I recently finished a clock for my brother. I wiped the sawdust off with a rag and mineral spirits. I gave it ample time to dry and sprayed it with spar urethane. It left a lot of white spots or streaks on the wood. (Walnut) 
Should I not use mineral spirits to clean the wood before using spar urethane? What do you guys use to wipe off sawdust residue before putting a finish on it? Denatured alcohol, acetone or turpentine??


----------



## Tony (Jun 16, 2020)

Tom, I just use a microfiber cloth dry, seems to work really well at least for me.

Reactions: Thank You! 1


----------



## tomwilson74 (Jun 16, 2020)

I’ll give that a try. Really not a fan of tack cloths and try to stay away from them. I think they can leave a residue on the wood.


----------



## trc65 (Jun 16, 2020)

It wasn't the "green" low odor MS was it? Bought that once when regular was out of stock, had nothing but problems with it.

If your shop space and finishing areas are separate, just use air to blow sanding dust off.

If I have to use a solvent, I use alcohol as it will dry quicker and cleaner than MS. The only thing I use MS for now is to clean brushes. I use naptha if I need to thin finishes.

Reactions: Like 1 | Agree 1 | Useful 1


----------



## tomwilson74 (Jun 16, 2020)

It was that low odor stuff.

Reactions: Like 1


----------



## woodtickgreg (Jun 17, 2020)

tomwilson74 said:


> It was that low odor stuff.


That stuff is absolute garbage, I dont use it for anything. There's your problem. Regular mineral spirits is fine to use.

Reactions: Thank You! 1 | Agree 2


----------



## ripjack13 (Jun 17, 2020)

tomwilson74 said:


> I’ll give that a try. Really not a fan of rack cloths and try to stay away from them. I think they can leave a residue on the wood.


Ya gotta get the good ones though....



Tony said:


> Tom, I just use a microfiber cloth dry, seems to work really well at least for me.

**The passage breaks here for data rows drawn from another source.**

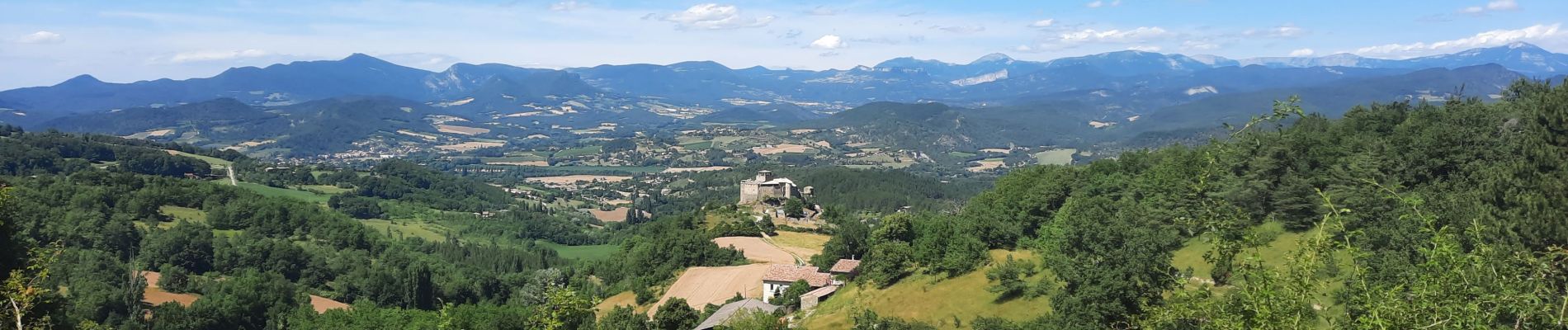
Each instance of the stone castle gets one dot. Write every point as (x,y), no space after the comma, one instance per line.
(767,186)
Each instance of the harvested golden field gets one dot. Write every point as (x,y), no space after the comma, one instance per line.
(418,134)
(157,296)
(758,251)
(618,214)
(985,166)
(693,169)
(623,299)
(322,304)
(714,285)
(461,130)
(519,163)
(803,244)
(578,179)
(470,146)
(782,149)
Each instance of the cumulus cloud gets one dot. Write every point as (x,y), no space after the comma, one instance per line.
(1098,3)
(714,16)
(568,5)
(1198,45)
(1495,5)
(1481,40)
(829,43)
(1277,31)
(215,55)
(1070,40)
(960,29)
(41,38)
(1137,35)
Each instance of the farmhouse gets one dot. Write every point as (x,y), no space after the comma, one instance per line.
(731,310)
(846,270)
(780,277)
(767,186)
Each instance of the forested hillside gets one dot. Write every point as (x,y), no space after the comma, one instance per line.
(1415,214)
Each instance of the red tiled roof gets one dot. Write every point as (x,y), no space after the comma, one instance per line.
(824,291)
(846,266)
(789,272)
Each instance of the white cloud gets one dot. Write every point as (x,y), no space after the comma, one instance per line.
(714,16)
(1277,31)
(215,55)
(1481,40)
(1495,5)
(961,29)
(41,38)
(829,43)
(1503,5)
(568,5)
(1198,45)
(1098,3)
(1137,35)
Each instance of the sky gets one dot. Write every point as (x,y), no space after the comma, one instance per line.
(46,43)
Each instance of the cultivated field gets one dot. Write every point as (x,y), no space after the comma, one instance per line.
(470,146)
(578,179)
(618,214)
(803,244)
(322,304)
(987,165)
(782,149)
(932,299)
(623,299)
(1056,157)
(693,169)
(716,285)
(461,130)
(758,251)
(157,296)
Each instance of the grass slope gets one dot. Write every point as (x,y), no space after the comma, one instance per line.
(928,299)
(275,191)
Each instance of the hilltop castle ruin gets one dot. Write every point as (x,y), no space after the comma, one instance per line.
(767,186)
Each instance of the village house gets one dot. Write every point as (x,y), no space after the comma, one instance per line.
(734,309)
(844,270)
(780,277)
(767,186)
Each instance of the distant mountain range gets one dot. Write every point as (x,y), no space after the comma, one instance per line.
(1106,92)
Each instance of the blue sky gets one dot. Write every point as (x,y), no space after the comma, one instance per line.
(45,43)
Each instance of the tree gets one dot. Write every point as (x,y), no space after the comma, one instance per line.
(174,279)
(674,314)
(26,291)
(564,309)
(1010,277)
(1111,258)
(794,209)
(791,296)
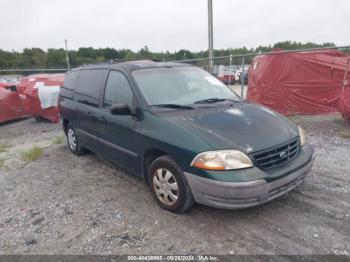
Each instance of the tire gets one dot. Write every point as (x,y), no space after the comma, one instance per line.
(73,143)
(163,174)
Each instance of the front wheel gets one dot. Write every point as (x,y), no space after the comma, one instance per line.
(169,186)
(73,142)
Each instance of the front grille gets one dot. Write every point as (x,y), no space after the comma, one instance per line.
(277,156)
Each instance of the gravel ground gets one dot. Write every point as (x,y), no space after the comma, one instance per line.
(64,204)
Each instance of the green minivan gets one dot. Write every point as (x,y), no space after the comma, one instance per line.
(187,134)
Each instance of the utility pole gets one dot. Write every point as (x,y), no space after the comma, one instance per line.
(67,57)
(210,35)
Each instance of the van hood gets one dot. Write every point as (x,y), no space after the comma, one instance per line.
(244,126)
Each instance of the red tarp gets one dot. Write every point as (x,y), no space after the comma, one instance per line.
(36,96)
(41,91)
(309,82)
(11,105)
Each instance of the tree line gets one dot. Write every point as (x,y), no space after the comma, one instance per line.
(35,58)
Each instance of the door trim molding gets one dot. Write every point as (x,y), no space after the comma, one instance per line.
(107,143)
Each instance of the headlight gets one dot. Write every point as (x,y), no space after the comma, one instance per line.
(222,160)
(302,136)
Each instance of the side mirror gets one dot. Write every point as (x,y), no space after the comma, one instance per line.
(120,109)
(13,88)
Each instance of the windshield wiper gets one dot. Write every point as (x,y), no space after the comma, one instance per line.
(175,106)
(213,100)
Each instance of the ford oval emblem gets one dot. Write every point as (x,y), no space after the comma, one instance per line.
(283,154)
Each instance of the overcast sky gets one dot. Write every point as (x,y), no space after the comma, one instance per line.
(170,24)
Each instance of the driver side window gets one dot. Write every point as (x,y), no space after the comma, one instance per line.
(117,90)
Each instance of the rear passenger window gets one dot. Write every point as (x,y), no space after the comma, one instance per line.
(117,90)
(71,79)
(89,86)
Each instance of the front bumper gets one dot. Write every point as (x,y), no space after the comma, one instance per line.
(236,195)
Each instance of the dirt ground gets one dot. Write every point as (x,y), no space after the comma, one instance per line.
(64,204)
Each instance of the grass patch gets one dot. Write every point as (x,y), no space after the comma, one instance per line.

Any special brand or place you get em from?


----------



## Echoashtoreth (Jun 17, 2020)

tomwilson74 said:


> I’ll give that a try. Really not a fan of rack cloths and try to stay away from them. I think they can leave a residue on the wood.



 Tony wasn't saying to use a tack cloth - he was saying use microfiber.... they are in the car waxing section in big packs now - grab dust like crazy but there is nothing on the cloth itself... and it's wash n reusable- there may be some in the house for dusting already...

Reactions: Like 1


----------



## tomwilson74 (Jun 17, 2020)

Yeah I know he wasn’t. I just thought I would put that in there just in case someone suggested tack cloths. Thanks.


----------